After the financial crisis, it was clear that Wall Street's pay incentives had to be reformed to better align executive compensation with the interests of shareholders. One way was to award more compensation in stock, which would allow executives to enjoy gains along with shareholders and share the economic pain if the firm's investment practices proved too risky. But Wall Street has a way of turning every constraint into a "heads I win, tails you lose" opportunity. Investment bank executives are insulating themselves from potential stock losses by employing complicated financial transactions to hedge their holdings. Just as there are rules against insider trading, there should be regulations against Wall Street insiders hedging their company stock. There's too much opportunity for mischief.
According to an analysis of regulatory filings, the New York Times found that more than a quarter of Goldman Sachs' partners used hedging strategies from July 2007 through November 2010 to reduce their portfolio's risk of exposure to their company's stock volatility. In some cases the techniques saved them millions of dollars, with one executive avoiding $7 million in losses over a four-month period.
The tactics vary, but one hedge that is used frequently is known as a covered call. It allows a long-term shareholder to make profits on a stock by essentially selling off any stock gains over a certain price for a short period of time. The shareholder is betting that the share price will either remain fairly steady or fall within a set time period. And there are similar techniques that pay off when the stock underperforms.
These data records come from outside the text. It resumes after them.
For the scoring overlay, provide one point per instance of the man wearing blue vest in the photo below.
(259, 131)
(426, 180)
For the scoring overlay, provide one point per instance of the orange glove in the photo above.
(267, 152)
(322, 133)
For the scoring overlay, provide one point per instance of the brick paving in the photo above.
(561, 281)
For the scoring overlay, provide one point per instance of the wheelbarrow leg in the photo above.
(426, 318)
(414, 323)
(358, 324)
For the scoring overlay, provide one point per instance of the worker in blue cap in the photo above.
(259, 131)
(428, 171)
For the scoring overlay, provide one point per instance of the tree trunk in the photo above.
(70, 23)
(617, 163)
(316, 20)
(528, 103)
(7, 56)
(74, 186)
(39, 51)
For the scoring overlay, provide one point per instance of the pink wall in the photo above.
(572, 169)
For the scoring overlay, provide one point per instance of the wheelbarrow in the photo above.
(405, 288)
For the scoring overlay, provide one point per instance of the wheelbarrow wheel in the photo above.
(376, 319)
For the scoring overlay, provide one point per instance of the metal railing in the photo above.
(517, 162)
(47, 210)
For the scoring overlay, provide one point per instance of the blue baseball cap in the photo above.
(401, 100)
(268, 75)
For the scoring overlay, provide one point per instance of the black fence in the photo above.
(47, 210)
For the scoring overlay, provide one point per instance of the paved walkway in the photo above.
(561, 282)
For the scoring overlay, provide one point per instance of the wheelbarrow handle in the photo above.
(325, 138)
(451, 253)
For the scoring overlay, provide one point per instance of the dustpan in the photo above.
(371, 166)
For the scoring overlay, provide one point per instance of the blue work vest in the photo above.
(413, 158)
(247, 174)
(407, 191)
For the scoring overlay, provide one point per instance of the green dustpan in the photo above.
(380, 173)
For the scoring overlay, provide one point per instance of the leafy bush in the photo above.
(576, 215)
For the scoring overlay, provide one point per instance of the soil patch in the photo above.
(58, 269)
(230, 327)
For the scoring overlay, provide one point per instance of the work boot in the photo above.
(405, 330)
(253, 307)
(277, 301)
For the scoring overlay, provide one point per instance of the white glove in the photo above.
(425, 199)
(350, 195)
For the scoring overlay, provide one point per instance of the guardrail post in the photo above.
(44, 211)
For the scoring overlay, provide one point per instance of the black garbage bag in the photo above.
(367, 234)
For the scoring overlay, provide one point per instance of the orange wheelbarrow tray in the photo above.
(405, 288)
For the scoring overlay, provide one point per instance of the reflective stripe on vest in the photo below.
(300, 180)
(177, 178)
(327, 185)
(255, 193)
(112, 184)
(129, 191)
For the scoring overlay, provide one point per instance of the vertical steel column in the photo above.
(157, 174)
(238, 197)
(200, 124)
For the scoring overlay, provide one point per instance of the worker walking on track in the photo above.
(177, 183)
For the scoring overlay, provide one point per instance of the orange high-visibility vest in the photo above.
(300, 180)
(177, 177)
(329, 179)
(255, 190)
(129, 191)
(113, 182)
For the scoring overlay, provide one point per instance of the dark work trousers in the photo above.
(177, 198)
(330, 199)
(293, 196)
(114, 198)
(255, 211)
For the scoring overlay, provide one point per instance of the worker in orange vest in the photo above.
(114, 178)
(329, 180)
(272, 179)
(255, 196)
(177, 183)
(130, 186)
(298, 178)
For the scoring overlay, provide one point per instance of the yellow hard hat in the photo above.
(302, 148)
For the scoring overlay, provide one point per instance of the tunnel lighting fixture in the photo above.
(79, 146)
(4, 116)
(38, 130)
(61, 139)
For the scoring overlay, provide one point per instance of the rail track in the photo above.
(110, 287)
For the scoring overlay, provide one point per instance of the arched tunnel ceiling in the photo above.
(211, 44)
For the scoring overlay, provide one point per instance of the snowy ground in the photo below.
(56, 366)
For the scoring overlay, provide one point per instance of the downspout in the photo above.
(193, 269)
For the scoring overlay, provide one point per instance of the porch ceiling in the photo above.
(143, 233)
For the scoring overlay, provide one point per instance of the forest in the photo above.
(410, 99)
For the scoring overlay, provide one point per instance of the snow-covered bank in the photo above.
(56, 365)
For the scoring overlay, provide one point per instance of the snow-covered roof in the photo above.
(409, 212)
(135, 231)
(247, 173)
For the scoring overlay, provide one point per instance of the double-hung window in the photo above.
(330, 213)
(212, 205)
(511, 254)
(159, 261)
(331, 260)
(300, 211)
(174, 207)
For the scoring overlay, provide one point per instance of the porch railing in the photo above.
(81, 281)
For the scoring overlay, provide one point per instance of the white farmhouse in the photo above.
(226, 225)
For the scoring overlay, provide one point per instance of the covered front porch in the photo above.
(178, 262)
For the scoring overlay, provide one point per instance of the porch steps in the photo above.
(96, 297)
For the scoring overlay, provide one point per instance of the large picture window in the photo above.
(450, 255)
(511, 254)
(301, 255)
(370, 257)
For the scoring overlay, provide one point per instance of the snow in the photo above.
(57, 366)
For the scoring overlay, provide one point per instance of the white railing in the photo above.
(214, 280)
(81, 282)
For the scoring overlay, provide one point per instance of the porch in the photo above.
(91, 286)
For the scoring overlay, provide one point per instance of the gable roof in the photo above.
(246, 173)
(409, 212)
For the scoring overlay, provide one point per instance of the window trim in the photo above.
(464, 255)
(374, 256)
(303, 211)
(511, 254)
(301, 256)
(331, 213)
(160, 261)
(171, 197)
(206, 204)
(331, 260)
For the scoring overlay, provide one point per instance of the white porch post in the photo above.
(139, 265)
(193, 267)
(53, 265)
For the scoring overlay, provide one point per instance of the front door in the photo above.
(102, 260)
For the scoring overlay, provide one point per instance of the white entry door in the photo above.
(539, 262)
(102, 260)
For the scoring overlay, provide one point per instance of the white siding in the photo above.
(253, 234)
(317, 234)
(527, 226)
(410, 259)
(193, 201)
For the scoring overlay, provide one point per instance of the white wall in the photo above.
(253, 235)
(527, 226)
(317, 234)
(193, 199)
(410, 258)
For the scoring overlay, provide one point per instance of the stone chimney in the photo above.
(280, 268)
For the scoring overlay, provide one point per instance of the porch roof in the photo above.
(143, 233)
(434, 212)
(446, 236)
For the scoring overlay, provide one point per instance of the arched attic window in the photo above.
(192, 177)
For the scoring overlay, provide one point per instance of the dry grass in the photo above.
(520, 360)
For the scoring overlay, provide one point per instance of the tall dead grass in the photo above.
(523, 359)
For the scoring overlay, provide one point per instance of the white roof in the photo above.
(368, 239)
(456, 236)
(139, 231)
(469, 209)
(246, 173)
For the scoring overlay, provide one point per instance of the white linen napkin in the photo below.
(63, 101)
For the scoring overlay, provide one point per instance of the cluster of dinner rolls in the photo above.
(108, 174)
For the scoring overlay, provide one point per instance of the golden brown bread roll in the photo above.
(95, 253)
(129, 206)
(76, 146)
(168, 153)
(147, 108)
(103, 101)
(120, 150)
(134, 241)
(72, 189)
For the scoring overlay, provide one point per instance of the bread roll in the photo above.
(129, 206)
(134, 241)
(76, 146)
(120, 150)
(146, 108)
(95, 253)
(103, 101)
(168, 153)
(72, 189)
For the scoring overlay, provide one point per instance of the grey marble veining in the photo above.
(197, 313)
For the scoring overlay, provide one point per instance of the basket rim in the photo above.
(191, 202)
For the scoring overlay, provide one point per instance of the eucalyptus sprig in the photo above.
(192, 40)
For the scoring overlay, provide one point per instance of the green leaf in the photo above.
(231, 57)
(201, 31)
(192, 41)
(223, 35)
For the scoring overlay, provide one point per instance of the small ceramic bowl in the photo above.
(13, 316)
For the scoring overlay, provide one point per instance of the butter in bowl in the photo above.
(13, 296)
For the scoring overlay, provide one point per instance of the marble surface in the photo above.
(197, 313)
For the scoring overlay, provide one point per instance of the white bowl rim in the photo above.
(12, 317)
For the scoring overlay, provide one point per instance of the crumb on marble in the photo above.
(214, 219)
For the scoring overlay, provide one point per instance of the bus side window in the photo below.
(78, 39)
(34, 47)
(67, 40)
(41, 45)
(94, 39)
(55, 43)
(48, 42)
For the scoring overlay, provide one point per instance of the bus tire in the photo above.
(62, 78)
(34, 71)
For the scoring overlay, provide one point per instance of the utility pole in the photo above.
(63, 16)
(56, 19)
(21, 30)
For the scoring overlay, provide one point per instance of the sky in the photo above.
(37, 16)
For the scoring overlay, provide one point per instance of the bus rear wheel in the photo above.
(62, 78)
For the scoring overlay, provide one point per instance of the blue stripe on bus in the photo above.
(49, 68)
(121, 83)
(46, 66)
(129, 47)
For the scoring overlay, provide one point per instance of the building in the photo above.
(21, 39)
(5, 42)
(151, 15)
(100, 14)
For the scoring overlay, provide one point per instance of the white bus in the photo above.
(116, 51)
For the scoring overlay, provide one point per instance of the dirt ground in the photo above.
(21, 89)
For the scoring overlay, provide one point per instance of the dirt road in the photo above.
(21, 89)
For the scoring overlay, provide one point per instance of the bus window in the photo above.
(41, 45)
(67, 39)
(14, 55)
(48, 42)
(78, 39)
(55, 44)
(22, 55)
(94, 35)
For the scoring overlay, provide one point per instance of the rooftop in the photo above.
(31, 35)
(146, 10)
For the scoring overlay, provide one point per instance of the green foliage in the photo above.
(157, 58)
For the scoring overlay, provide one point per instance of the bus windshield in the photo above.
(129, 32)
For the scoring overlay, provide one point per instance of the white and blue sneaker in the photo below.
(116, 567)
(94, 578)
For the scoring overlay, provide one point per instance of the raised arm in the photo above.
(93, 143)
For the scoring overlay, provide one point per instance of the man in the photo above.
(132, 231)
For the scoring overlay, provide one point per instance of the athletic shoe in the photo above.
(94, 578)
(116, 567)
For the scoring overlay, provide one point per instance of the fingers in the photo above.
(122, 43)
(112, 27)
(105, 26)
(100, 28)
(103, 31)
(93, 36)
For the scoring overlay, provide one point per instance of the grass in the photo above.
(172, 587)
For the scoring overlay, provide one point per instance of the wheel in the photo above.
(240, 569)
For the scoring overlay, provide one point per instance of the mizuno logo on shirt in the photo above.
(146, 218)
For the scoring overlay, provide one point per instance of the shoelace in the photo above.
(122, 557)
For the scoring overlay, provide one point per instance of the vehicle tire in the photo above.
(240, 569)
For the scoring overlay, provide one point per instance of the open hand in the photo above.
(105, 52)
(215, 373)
By definition, this kind of hedging divorces the financial interests of shareholders from the people running the firm. It also allows insiders to benefit from their knowledge of a firm's immediate prospects. Holding information that the company's stock may soon dip, employees can move to limit their losses, a kind of insider trading that might prove difficult to police.
Some big banks already take precautions from having their employees hedge company stock. Bank of America bars its employees from doing it. But, according to the New York Times, most Wall Street banks — including JPMorgan Chase, Morgan Stanley and Goldman Sachs — limit hedging only for a handful of executives, such as the CEOs and other top officers.
This system needs to be fixed, and regulators are getting involved. The Federal Reserve is looking at the issue as it examines executive compensation practices. The SEC also is in the process of developing regulations to implement a new rule in the Dodd-Frank financial reform law that requires public companies to disclose their policies on hedging. But the practice should be banned outright. If Wall Street executives are given any loophole, they'll be sure to drive on through.